Para ficar mais fácil, trace uma reta. Infinita. Para a esquerda desta reta temos a direção de uma igualdade plena, utópica, abstrata, e tão simetricamente dada, que todos os seres nela podem ser absolutamente diferentes sem que nenhuma diferença incorra em desigualdade de qualquer natureza. Em outras palavras um extremo de sociabilidade, uma diversidade plena, mas concomitada e concomitante à igualitariedade absoluta. Então, fica tudo aparentemente simples. Quando mais perto disto, mais à esquerda, quando mais longe, mais à direita. Certo? Errado!
Se as coisas só dependessem deste referencial para entrar na reta, Jesus estaria mais a esquerda que Che Guevara, já Maluf e Hebe estariam próximos de Hitler. Ainda que o último caso me agrade, a idéia não é boa o bastante para explicar-nos o dilema.
A posição na reta só pode ser pensada de acordo com a predisposição de subversão da ordem social (tradição, conservadorismo, estamentos, senso comum, hierarquias, democracia majoritária e formal, enfim) em prol de maior aproximação do ideal de igualitariedade. Nesse sentido quase tudo que conhecemos está à direita. Como o ideal de igualdade é abstrato, difuso, e tende ao infinito, além dessa rebeldia fundamental, uma crítica constante as próprias percepções e especulações são pré-requisitos indispensáveis para a esquerda em qualquer posição.
Em suma, o texto é prescritivo: a defesa desenfreada da diversidade por parte da direita mascara desigualdades que a própria direita fomenta.
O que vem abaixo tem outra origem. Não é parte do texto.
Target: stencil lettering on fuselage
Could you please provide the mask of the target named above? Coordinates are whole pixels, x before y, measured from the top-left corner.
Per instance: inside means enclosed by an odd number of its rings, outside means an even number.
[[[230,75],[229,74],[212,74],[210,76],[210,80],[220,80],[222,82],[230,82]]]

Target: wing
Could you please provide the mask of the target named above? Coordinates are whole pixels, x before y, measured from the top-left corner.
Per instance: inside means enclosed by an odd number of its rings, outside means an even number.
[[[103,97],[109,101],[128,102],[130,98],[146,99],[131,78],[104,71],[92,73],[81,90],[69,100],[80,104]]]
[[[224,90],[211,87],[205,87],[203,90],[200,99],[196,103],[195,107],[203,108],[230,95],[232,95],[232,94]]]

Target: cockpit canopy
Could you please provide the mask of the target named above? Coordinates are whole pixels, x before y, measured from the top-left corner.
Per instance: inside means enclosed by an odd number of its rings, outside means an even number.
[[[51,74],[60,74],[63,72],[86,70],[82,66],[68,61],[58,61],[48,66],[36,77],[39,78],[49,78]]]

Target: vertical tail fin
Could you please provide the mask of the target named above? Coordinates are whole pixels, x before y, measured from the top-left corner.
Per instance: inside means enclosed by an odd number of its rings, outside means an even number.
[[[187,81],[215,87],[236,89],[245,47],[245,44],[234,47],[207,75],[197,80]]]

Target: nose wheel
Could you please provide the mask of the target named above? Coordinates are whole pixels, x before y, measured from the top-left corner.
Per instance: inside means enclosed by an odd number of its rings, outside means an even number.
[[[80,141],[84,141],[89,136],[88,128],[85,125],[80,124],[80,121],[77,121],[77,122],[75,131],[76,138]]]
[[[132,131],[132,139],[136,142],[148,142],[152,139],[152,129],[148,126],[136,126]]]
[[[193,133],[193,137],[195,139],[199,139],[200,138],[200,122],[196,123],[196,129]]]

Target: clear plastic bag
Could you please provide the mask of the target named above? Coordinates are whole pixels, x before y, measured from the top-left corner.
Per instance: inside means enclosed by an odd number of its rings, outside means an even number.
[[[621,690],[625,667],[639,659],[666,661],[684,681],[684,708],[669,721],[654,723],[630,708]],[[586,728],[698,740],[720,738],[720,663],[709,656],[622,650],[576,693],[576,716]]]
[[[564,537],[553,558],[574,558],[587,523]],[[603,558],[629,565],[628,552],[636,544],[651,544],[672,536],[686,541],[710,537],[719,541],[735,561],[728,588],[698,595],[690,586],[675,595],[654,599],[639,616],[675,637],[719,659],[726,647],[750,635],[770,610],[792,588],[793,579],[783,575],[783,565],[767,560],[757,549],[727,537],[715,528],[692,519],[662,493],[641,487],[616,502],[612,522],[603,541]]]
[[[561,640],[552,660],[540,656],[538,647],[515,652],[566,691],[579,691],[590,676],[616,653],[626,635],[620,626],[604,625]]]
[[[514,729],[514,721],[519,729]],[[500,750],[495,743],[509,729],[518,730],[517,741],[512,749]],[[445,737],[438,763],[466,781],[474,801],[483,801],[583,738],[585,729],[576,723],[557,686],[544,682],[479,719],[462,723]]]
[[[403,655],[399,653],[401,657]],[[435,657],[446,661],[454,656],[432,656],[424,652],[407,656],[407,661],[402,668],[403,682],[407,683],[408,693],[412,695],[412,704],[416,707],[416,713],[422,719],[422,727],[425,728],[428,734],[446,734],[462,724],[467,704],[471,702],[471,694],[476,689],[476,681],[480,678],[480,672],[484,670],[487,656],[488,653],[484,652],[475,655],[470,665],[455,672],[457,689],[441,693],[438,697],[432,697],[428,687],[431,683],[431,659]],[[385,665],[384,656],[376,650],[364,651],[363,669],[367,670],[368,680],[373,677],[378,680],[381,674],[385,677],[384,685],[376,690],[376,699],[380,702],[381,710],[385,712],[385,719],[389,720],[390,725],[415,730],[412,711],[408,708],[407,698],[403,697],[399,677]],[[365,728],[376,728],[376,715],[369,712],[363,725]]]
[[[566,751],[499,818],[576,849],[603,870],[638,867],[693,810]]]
A defesa desenfreada da diversidade por parte da esquerda também é perigosa, porque ela deve ser desejosa de uma igualitariedade de condições, e não de existência, e em tempo, defender a diversidade não é defender uma igualitariedade que permita a coexistência pacífica e justa de um mundo diverso.

Stevens Beringhs

2 Comentários:

disse em 3/7/08 23:41, Anonymous Anônimo

Eu sempre leio aqui também!
Talita

 
disse em 24/8/08 22:58, Anonymous Anônimo

É Stevens mandou bem!!!Hoje fala-se tanto em igualdade de direitos e diversidade que as vezes não paramos para pensar no quão subjetivos são tais conceitos. São as elites, os conservadores os que mais fazem alarde em torno da defesa da igualdade sendo que são os mesmos que mais a sustentam. Não devemos nos esquecer também que os primeiros a levantar a bandeira da igualdade do homem, os burgueses revolucionários do séc XVIII, eram a elite comercial da Europa e lutavam pela "igualdade entre os seus iguais" ou seja, igualdade pra o burguês... que igualdade é essa então da qual tanto falamos e pouco entedemos????
Quer saber de uma coisa??? Igualdade coisa nenhuma!!!!;somos todos únicos e devemos ser tratados ,acima de qualquer igualdade, com respeito!